1. Whether or not to disclose RESERVED state at all (via Services API and via bulk download), see Review ID reservation, specifically how/why reservation is conveyed to consumers #15
2. Timeouts for CNAs to publish RBP entries
3. What action, if any, to take when RBP timeouts occur

[zmanion]

An idea from CVEProject/cve-schema#218:

2. After a warning to the CNA and a grace period secretariat can create a stub published CVE record pointing to the RBP evidence URL.

This would only work when the RBP is a valid CVE ID (not a typo or other mistake) and a public URL with relevant information exists (e.g., a vendor CNA advisory).

[kurtseifried]

Why not let trusted third-parties publish data? E.g. with hot topics even just a placeholder with a link to something is better than nothing at all.

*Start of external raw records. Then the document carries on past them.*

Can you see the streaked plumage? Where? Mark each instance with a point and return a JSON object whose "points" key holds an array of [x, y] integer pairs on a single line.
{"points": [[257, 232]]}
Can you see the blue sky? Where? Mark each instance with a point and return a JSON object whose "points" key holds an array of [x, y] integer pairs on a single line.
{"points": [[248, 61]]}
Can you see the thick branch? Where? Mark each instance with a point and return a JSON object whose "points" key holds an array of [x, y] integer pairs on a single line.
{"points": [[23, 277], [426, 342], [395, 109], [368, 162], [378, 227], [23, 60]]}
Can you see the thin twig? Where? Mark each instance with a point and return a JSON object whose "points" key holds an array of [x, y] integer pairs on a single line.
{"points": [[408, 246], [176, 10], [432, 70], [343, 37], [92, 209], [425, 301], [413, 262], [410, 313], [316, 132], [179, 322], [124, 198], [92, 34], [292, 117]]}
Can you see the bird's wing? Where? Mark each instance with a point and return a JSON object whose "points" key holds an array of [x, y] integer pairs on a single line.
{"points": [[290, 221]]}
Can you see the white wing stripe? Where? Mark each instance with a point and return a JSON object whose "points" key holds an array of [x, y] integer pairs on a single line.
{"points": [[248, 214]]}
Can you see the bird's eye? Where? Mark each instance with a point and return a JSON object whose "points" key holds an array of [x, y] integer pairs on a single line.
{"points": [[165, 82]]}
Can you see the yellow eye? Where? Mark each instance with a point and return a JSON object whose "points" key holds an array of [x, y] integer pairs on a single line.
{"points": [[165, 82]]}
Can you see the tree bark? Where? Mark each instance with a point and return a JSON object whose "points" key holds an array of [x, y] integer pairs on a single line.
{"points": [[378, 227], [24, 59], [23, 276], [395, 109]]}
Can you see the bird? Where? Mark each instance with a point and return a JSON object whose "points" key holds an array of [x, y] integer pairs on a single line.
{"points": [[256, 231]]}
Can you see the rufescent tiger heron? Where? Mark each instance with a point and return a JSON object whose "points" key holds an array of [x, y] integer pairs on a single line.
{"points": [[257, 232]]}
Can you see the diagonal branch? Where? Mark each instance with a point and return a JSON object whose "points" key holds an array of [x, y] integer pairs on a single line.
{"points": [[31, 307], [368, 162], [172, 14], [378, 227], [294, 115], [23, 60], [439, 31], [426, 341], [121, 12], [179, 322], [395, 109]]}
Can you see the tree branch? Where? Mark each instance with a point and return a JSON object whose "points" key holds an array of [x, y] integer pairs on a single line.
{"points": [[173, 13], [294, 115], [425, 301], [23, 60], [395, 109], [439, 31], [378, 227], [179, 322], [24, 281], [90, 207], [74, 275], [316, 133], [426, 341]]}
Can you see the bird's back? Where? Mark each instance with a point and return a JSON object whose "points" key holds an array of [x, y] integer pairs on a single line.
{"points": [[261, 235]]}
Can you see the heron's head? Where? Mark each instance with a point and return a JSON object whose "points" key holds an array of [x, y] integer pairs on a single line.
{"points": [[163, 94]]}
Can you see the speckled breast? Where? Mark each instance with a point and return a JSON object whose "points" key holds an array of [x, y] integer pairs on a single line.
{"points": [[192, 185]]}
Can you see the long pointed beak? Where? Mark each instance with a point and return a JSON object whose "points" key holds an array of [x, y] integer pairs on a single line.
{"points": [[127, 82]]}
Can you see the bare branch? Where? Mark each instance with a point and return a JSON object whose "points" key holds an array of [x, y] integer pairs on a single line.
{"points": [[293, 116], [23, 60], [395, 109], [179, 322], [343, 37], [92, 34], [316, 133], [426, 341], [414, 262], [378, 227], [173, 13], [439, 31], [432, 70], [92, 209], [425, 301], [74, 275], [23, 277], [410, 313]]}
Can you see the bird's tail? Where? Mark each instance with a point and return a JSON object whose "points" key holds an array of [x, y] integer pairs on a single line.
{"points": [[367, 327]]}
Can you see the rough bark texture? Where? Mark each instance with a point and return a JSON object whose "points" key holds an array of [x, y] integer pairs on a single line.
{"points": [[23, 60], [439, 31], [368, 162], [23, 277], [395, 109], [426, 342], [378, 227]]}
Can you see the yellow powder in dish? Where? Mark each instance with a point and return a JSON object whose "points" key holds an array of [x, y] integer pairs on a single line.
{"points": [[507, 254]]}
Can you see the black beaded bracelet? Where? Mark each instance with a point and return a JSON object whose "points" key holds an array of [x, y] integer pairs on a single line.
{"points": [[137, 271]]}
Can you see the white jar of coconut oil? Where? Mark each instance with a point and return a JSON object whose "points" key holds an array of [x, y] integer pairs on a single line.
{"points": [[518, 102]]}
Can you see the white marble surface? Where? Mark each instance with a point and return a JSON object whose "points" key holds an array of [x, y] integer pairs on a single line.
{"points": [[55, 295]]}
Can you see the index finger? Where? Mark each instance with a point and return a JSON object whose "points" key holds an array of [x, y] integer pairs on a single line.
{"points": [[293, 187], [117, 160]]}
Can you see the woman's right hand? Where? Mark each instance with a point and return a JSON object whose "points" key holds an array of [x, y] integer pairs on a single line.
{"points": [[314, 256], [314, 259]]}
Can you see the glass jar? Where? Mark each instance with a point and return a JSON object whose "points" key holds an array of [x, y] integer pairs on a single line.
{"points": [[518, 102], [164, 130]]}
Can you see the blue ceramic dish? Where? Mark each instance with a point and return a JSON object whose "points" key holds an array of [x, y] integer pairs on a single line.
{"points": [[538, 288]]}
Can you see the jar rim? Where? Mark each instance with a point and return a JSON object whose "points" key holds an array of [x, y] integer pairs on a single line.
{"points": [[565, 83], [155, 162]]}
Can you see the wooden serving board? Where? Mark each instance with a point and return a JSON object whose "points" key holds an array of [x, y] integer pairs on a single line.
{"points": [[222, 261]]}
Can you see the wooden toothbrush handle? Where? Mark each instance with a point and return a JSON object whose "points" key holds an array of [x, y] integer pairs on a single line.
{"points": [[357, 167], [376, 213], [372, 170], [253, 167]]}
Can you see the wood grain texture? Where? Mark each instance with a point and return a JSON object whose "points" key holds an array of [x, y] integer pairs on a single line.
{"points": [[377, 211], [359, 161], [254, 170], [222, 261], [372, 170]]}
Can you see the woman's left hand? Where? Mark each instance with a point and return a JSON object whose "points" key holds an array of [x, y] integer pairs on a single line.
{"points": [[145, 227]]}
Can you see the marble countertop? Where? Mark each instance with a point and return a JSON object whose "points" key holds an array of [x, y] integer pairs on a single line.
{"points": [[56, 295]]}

As for typos/hijacked CVE ID's if the public believes they are real, they are real. One time at Red Hat had a CVE from our reserved pool taken by virtue of a vendor that includes a YEAR-NUMBER in the URL of their advisory, which journalists took to be a CVE reference (MITRE reached out with a "what i going on?" to which I replied "no idea, that's in our pool but we haven't used it yet at all" and then noticing the URL did the trick. If the CVE is "new" why not just roll with it? This also speaks to making CVE id's easier to get.

[kurtseifried]

We currently have 71 GSD entries that have a CVE in the reserved state, and large amounts of data/vendors fixing it, e.g.:

{
"GSD": {
"alias": "CVE-2022-31631",
"id": "GSD-2022-31631",
"references": [
"https://www.suse.com/security/cve/CVE-2022-31631.html",
"https://www.debian.org/security/2023/dsa-5363",
"https://advisories.mageia.org/CVE-2022-31631.html",
"https://access.redhat.com/errata/RHSA-2023:0848",
"https://access.redhat.com/errata/RHSA-2023:0965",
"https://ubuntu.com/security/CVE-2022-31631"
]
},
"namespaces": {
"cve.org": {
"CVE_data_meta": {
"ASSIGNER": "cve@mitre.org",
"ID": "CVE-2022-31631",
"STATE": "RESERVED"
},
"data_format": "MITRE",
"data_type": "CVE",
"data_version": "4.0",
"description": {
"description_data": [
{
"lang": "eng",
"value": "** RESERVED ** This candidate has been reserved by an organization or individual that will use it when announcing a new security problem. When the candidate has been publicized, the details for this candidate will be provided."
}
]
}
}
}
}

We'd be happy to fold our data back into CVE (also note a lot of these URLs are from CVE CNAs so they are likely correct and not mistakes).